写真●thinkCの総括シンポジウム第二部で開催されたパネル討論。右から津田大介氏,生貝直人氏,甲野正道氏,中山信弘氏,福井健策氏,松本零士氏
写真●thinkCの総括シンポジウム第二部で開催されたパネル討論。右から津田大介氏,生貝直人氏,甲野正道氏,中山信弘氏,福井健策氏,松本零士氏
[画像のクリックで拡大表示]

 すでに先月のことになるが,著作権保護期間の延長問題を考えるフォーラム(think C)は2008年10月30日,「文化審議会『中間整理』とthink C 有志提言をめぐる緊急総括シンポジウム」を開催し,「保護期間延長問題と創作・流通促進に関する共同提言」を発表した。シンポジウムでは,提言作成にかかわった同フォーラム有志の報告に続いて,10月9日に発表された文化審議会著作権分科会の「中間整理」などをめぐるパネル討論が開催された(写真)。

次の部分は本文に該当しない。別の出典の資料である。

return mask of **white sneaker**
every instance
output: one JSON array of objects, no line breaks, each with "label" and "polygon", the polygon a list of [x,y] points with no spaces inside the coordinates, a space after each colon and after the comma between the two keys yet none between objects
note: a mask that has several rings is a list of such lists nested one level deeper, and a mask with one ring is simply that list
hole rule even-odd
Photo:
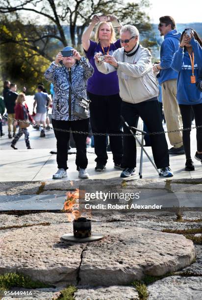
[{"label": "white sneaker", "polygon": [[52,179],[61,179],[63,177],[67,177],[67,171],[62,168],[58,169],[55,174],[52,175]]},{"label": "white sneaker", "polygon": [[163,175],[164,177],[173,177],[173,173],[169,167],[165,167],[165,168],[161,169],[160,173],[161,175]]},{"label": "white sneaker", "polygon": [[81,179],[87,179],[89,178],[89,175],[86,172],[86,169],[79,168],[78,171],[78,177]]}]

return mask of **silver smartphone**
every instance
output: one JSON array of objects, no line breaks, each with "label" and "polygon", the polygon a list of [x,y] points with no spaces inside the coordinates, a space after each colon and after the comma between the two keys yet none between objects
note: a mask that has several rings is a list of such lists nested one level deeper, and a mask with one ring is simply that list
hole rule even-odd
[{"label": "silver smartphone", "polygon": [[191,33],[192,33],[192,29],[191,28],[188,28],[187,29],[186,29],[185,32],[186,34],[191,37],[192,36]]}]

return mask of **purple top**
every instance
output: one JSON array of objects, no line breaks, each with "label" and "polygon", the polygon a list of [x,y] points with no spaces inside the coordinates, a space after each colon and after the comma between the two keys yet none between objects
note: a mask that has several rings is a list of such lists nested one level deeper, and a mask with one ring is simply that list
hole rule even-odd
[{"label": "purple top", "polygon": [[[109,54],[112,55],[118,48],[121,48],[120,40],[115,43],[111,43],[109,47]],[[104,47],[104,50],[106,53],[108,47]],[[99,52],[103,53],[100,44],[93,41],[90,41],[90,47],[88,51],[85,51],[89,62],[93,66],[94,73],[92,77],[88,80],[87,87],[87,92],[102,96],[109,96],[119,94],[119,81],[117,72],[114,71],[110,74],[103,74],[100,72],[95,63],[94,55]]]}]

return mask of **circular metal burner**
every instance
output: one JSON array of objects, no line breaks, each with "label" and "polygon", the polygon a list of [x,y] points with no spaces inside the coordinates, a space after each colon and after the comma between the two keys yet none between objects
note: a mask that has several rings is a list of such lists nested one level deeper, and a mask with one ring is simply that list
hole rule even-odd
[{"label": "circular metal burner", "polygon": [[66,234],[62,236],[61,238],[64,241],[68,242],[74,242],[75,243],[88,243],[89,242],[95,242],[103,239],[104,235],[101,233],[92,233],[91,236],[86,238],[76,238],[72,234]]}]

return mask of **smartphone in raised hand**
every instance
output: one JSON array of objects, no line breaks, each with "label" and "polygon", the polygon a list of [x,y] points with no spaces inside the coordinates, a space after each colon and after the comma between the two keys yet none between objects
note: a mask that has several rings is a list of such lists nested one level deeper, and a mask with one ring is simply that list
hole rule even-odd
[{"label": "smartphone in raised hand", "polygon": [[192,33],[192,30],[191,28],[188,28],[187,29],[185,29],[185,34],[186,34],[187,35],[188,35],[190,37],[191,37],[192,36],[191,34]]},{"label": "smartphone in raised hand", "polygon": [[62,56],[64,57],[68,57],[69,56],[73,56],[73,51],[72,50],[67,50],[67,51],[61,51]]}]

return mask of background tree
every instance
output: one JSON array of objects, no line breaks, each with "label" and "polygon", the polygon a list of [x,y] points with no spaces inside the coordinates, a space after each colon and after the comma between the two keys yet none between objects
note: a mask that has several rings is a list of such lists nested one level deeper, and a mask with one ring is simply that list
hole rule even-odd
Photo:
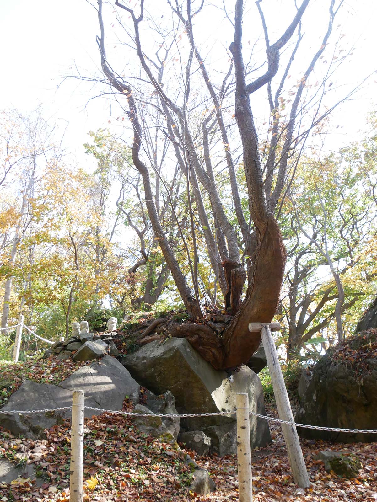
[{"label": "background tree", "polygon": [[[194,202],[195,216],[205,236],[209,261],[224,294],[225,308],[234,315],[221,338],[208,326],[197,323],[184,326],[172,323],[169,327],[170,331],[174,336],[186,337],[215,367],[229,368],[246,361],[259,344],[259,336],[253,336],[249,333],[248,323],[270,321],[279,303],[286,255],[281,233],[273,213],[287,178],[291,176],[292,169],[294,171],[303,142],[312,129],[329,112],[328,110],[324,114],[320,112],[324,92],[322,88],[321,91],[313,92],[312,99],[316,105],[313,106],[312,101],[310,119],[309,115],[306,115],[306,123],[297,119],[298,116],[302,116],[304,110],[306,112],[305,103],[302,102],[303,94],[304,90],[308,90],[308,81],[328,44],[339,5],[335,6],[333,0],[329,2],[327,29],[324,30],[316,52],[309,57],[306,69],[304,72],[301,70],[297,84],[289,90],[292,103],[289,112],[283,116],[281,113],[283,104],[277,110],[276,103],[282,102],[282,93],[292,61],[300,48],[302,38],[301,22],[308,4],[307,0],[304,0],[297,9],[290,24],[286,30],[282,30],[281,36],[274,44],[269,41],[267,23],[260,3],[257,3],[265,35],[267,61],[264,63],[267,67],[264,73],[263,69],[260,70],[262,74],[255,78],[250,75],[250,66],[244,62],[241,42],[243,3],[237,0],[234,23],[231,21],[234,40],[229,47],[230,66],[224,69],[223,60],[220,58],[221,66],[219,74],[222,75],[221,79],[217,81],[214,69],[207,67],[194,35],[194,18],[197,23],[202,11],[207,9],[208,16],[208,9],[210,8],[204,6],[204,2],[197,6],[190,0],[182,5],[178,2],[173,4],[168,1],[167,4],[175,19],[174,25],[170,26],[163,25],[163,22],[159,25],[154,23],[153,9],[147,12],[144,1],[141,2],[137,12],[128,5],[118,0],[115,2],[115,15],[128,37],[128,47],[135,51],[139,60],[142,69],[141,76],[133,74],[131,68],[125,72],[130,74],[124,76],[122,76],[124,71],[116,72],[113,69],[116,57],[113,52],[110,57],[113,62],[110,63],[106,55],[101,0],[98,1],[100,34],[97,37],[97,43],[102,71],[113,89],[113,95],[123,107],[132,126],[133,162],[143,179],[146,209],[155,238],[158,239],[190,316],[195,320],[202,316],[193,214]],[[149,26],[154,27],[156,37],[146,36],[144,26],[146,22]],[[281,68],[281,51],[288,46],[295,33],[297,42],[285,66]],[[159,42],[157,52],[154,47],[156,38]],[[262,66],[264,64],[262,61]],[[277,84],[275,83],[277,79]],[[276,90],[273,92],[275,86]],[[271,147],[264,167],[249,96],[264,86],[267,89],[270,109],[272,107],[272,127],[269,134],[273,139],[270,141]],[[273,95],[275,96],[275,102],[272,99]],[[125,100],[127,105],[123,103],[122,98]],[[235,105],[233,116],[230,112],[224,111],[231,100]],[[284,106],[286,107],[287,104],[285,102]],[[156,110],[159,114],[155,113]],[[161,115],[163,123],[158,124],[156,117]],[[238,134],[233,120],[234,117]],[[182,273],[159,214],[158,202],[154,196],[151,177],[151,172],[156,172],[156,166],[151,157],[152,152],[148,151],[145,146],[146,132],[151,129],[158,130],[156,134],[159,134],[160,137],[163,135],[168,138],[170,155],[174,156],[174,163],[186,179],[191,246],[187,244],[183,233],[181,238],[190,266],[190,281]],[[211,133],[217,135],[212,142],[209,140]],[[236,150],[238,150],[243,159],[243,174],[248,200],[246,214],[241,203],[231,141],[234,141]],[[218,149],[219,145],[221,151]],[[221,159],[225,161],[225,166],[221,168],[221,159],[218,166],[213,164],[216,151],[222,152]],[[230,182],[230,200],[237,216],[236,227],[229,221],[225,207],[226,204],[219,195],[216,170],[221,170],[223,167],[226,167]],[[166,169],[168,171],[167,165]],[[161,182],[163,179],[161,172],[159,174]],[[165,189],[167,185],[167,194],[169,195],[167,181],[165,184]],[[209,218],[205,210],[206,199],[210,204]],[[242,255],[249,258],[245,259],[248,286],[241,304],[241,294],[246,277]],[[220,262],[222,267],[219,266]]]}]

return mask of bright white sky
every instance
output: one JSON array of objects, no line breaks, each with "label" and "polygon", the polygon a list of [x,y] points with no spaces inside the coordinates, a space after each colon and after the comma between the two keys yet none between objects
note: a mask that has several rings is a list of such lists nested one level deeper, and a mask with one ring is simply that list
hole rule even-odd
[{"label": "bright white sky", "polygon": [[[264,0],[266,16],[273,12],[274,7],[280,9],[289,2],[291,0]],[[165,0],[147,0],[146,5],[156,7],[159,3],[165,8]],[[212,0],[212,3],[221,6],[222,2]],[[324,13],[321,4],[324,5],[322,0],[312,0],[309,4],[312,10],[308,15],[314,24],[321,14],[327,19],[327,10]],[[255,8],[254,1],[247,0],[246,5]],[[337,24],[341,23],[342,33],[346,34],[349,43],[356,43],[356,49],[352,61],[339,74],[342,79],[356,82],[375,69],[376,15],[374,0],[345,2]],[[218,26],[209,23],[206,30],[216,33]],[[95,100],[85,111],[87,101],[96,93],[90,84],[73,79],[62,81],[64,76],[77,74],[72,67],[75,62],[86,75],[98,69],[95,42],[98,32],[95,11],[85,0],[0,1],[3,68],[0,109],[17,108],[27,113],[41,102],[46,118],[59,119],[62,127],[68,124],[65,146],[69,151],[76,153],[80,162],[84,158],[81,154],[81,146],[87,141],[87,132],[107,127],[110,111],[103,100]],[[318,35],[322,37],[323,33],[321,30]],[[110,37],[111,34],[108,34]],[[372,105],[375,80],[370,80],[356,101],[343,105],[336,117],[343,129],[338,133],[339,136],[334,138],[335,144],[340,146],[353,141],[358,130],[364,128],[365,115]]]}]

 著作権保護期間の延長問題とは,現在の著作権法で著作権者の死後50年と定められている著作財産権の保護期間を死後70年に延長すべきかどうかという問題を指す。文化審議会著作権分科会の「中間整理」は,保護期間延長の意見と現行の保護期間を維持する意見を両論併記するにとどめており,保護期間を延長するかどうかは現在「継続審議」状態になっている(関連記事)。

 提言の内容はフォーラムのサイトで公開されているので,詳しくはそちらをご覧いただきたい。提言は「著作権保護期間は延長すべきでない」「日本版『フェアユース』規定を速やかに導入する」「流通・利用促進をはかる」「著作権だけに依存しない創作支援制度を創設・強化する」という4つで構成されている。同フォーラムはもともと保護期間の延長に疑問を持つ人々が中心となって「延長問題を考える」ために発足した組織だが,2年あまりの議論を経て,「延長反対」のための組織へと明確に舵を切ったことになる。

 第二部のパネル討論には,著作権法の権威である中山信弘・東京大学名誉教授,著作権法の保護期間延長問題が持ち上がったときに文化庁で著作権課長だった甲野正道・国立西洋美術館副館長,漫画家の松本零士氏,慶応義塾大学DMC機構RA(Research Assistant)でクリエイティブ・コモンズ・ジャパン事務局の生貝直人氏,それにthink Cの世話人であるジャーナリストの津田大介氏と弁護士の福井健策氏が参加した(写真)。

 パネル討論では冒頭,司会の津田氏が「この2年ほどの間,僕自身も審議会などに参加してきて,延長賛成派と慎重派の議論がかみ合わなかったように思う」と発言した後,参加者に対して「両者の議論がかみ合わなかった理由は何だったのでしょうか」と質問した。

 筆者自身も同フォーラム主催のシンポジウムなどで延長賛成派と慎重派の議論を何回か聞く機会があり,そのたびに津田氏が指摘するように「議論がかみ合わないな」という印象を受けてきた。乱暴に言ってしまえば,「保護期間の延長は著作者に対するリスペクトの問題である。だから死後50年ではなく死後70年に延長すべきだ」という賛成派と,「保護期間の延長によるメリット,デメリットを定量的に評価して議論しよう」という慎重派とは問題の設定がそもそも異なっており,いくら意見を交わしてもお互いの疑問に答えることにはならなかった。

 すべての議論の場に立ち会っていたわけではないので断言はできないが,「OECD(経済協力開発機構)加盟国における標準的な保護期間が70年だから,日本もそれに合わせて延長すべきだ」という賛成派の主張について,「保護期間の違いによる権利処理の煩雑さは実務上問題になるか」「欧米は自分たちの都合で保護期間を延長したわけで,日本がそれに合わせる必要があるのか」などの論点で議論が成り立っていたぐらいだろう。

 主観を交えて言えば,延長賛成派の一部の人たちは著作財産権を通常の財産権と同じものと見なしていたように思える。当日のパネル討論でも,延長賛成派の松本氏は「自分が家を持っていたとしましょう。(著作権が死後50年で消滅するのは)50年経ったらその家を誰でも使ってよいというのと同じだ」と発言していた。こうしたシンプルな主張に対しては,物理的な所有権と著作財産権の違い,著作権法が成立するまでの歴史的な経緯,著作権を含む知的財産権全般の法的な扱いを細かく説明しても,なかなか通じにくい。